Overview
THiNK is a benchmark that evaluates large language models' higher-order thinking skills through iterative mathematical problem refinement. Unlike traditional accuracy-focused benchmarks, THiNK employs a multi-agent evaluation system grounded in Bloom's Taxonomy to assess cognitive processes like reasoning, analysis, and creative problem-solving. The benchmark uses a "think-aloud" protocol where models must iteratively improve flawed mathematical word problems based on structured feedback from specialized evaluation agents.
Key Specifications
The benchmark consists of 120 mathematical problems divided into two categories: 20 poorly constructed problems manually crawled from social media platforms and 100 synthetically generated flawed problems. The evaluation framework employs seven GPT-4O agents - six aligned with Bloom's cognitive levels (Remembering, Understanding, Applying, Analyzing, Evaluating, Creating) and one holistic agent providing improvement suggestions.
Evaluation Metrics:
- Pass Rate (PR): Proportion of agents rating a problem above threshold (τ = 85)

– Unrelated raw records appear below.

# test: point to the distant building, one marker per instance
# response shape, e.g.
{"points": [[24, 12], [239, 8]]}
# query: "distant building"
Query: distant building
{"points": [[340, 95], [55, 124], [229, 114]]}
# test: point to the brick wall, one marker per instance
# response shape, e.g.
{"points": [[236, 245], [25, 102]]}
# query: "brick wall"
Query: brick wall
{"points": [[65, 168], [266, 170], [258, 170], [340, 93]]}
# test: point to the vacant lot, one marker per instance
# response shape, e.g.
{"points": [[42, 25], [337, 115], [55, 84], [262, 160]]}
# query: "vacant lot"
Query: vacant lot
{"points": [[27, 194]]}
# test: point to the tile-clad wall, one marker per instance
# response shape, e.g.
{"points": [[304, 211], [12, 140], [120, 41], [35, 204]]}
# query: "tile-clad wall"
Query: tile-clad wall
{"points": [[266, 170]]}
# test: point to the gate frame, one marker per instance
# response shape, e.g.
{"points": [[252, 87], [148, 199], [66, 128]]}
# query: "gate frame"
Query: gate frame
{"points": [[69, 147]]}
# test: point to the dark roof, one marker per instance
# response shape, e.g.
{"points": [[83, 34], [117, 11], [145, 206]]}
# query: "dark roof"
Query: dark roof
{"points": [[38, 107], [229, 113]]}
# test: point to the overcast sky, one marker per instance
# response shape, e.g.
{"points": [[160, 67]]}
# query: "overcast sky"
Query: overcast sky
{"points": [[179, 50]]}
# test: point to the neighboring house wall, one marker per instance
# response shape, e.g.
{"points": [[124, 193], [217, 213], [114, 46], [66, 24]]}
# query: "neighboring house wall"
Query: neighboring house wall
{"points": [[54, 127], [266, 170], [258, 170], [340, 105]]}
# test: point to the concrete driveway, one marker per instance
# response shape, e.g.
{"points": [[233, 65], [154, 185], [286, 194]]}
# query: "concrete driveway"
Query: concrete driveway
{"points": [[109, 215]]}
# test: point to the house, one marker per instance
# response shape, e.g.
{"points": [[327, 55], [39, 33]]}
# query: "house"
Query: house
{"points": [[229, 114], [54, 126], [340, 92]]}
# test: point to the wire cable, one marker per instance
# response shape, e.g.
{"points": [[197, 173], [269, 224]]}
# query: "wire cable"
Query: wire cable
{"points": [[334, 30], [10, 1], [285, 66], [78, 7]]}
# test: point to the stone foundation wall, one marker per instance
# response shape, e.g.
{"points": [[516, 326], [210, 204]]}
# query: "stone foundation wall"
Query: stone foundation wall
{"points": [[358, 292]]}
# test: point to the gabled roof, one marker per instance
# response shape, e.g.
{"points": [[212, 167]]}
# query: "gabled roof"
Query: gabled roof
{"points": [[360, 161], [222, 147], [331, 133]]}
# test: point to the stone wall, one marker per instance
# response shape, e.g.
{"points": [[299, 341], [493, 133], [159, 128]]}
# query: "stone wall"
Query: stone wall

- Agent Agreement (AA): Inter-agent consistency using Cohen's Kappa
- Average Confidence (AC): Mean confidence scores across agents
- Composite Quality Score: Q(p_i) = 0.5×PR + 0.3×AA + 0.2×AC
- RoundsToPass: Number of iterations required to exceed quality threshold
- AvgQualityScore: Mean quality across all refinement steps
Data Examples
Example 1: Orchestra Problem Refinement
Original Flawed Problem: Question: "An orchestra of 120 players takes 40 minutes to play Beethoven's 9th Symphony. How long would it take for 60 players to play the symphony?" Solution: Assumes inverse proportionality, suggesting 80 minutes for 60 players.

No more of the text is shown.